Question:
Given $400.0\ \mathrm{g}$ of hot tea at $80.0 °\mathrm{C}$, what mass of ice at $0 °\mathrm{C}$ must be added to obtain iced tea at $10.0 °\mathrm{C}$? The specific heat of the tea is $4.18\ \mathrm{J}/(\mathrm{g}\ \cdot°\mathrm{C})$ , and $\Delta H_{\mathrm{fusion}}$ for ice is $+6.01\ \mathrm{kJ\ mol}^{-1}$ .
$q$ is the amount of heat transferred. Since the solution is decreasing heat, then $q_{\mathrm{ice\ tea}}=-q_{\mathrm{ice}}$ We can then solve q using the information given.
$q_{\mathrm{ice}\,\mathrm{tea}}=\left(\dfrac{4.18\,\mathrm{J}}{\mathrm{g}\cdot ^{\circ}\mathrm{C}}\right)(400\,\mathrm{g})(-70\,^{\circ}\mathrm{C})=-1.17\times 10^5\,\mathrm{J}$
The next part cofuses me, this is what the solution manual does.
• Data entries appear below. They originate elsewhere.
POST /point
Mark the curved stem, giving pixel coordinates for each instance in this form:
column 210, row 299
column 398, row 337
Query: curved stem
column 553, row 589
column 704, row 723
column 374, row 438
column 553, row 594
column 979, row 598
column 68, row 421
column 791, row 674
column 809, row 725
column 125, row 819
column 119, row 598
$q_{\mathrm{ice}}=1.17\times 10^{5}\,\mathrm{J}=(6.01\,\mathrm{kJ\ mol}^ {-1})\left(\dfrac{1000\,\mathrm{J}}{1\,\mathrm{kJ}}\right)\biggl(m_{\mathrm{ice}}\times\dfrac{1\,\mathrm{mol}\,\mathrm{H}_{2}\mathrm{O}}{18.02\,\mathrm{g}\,\mathrm{H}_{2}\mathrm{O}}\biggr)$
$\;\;\;\;\;\;\;\;\;\;\;\;\;\;\;\;\;\;\;\;\;\;\;\;\;\;\;\;\;\;\;\;\;\;\;\;\;\;\;\;\;\;\;\;\;\;\;\;\;\;\;\;\;\;\;\;\;\;\;\;\;\;\;\;\;\;\;\;\;\;+\left(\dfrac{4.18\,\mathrm{J}}{\mathrm{g}\ \cdot\ ^{\circ}\mathrm{C}}\right)(m_{\mathrm{ice}})(10.0\ ^{\circ}\mathrm{C})$
I'm not too sure where this equation is derived from or of its purpose. The top part is determining the the enthalpy of ice but why is it being added to the specific heat of ice?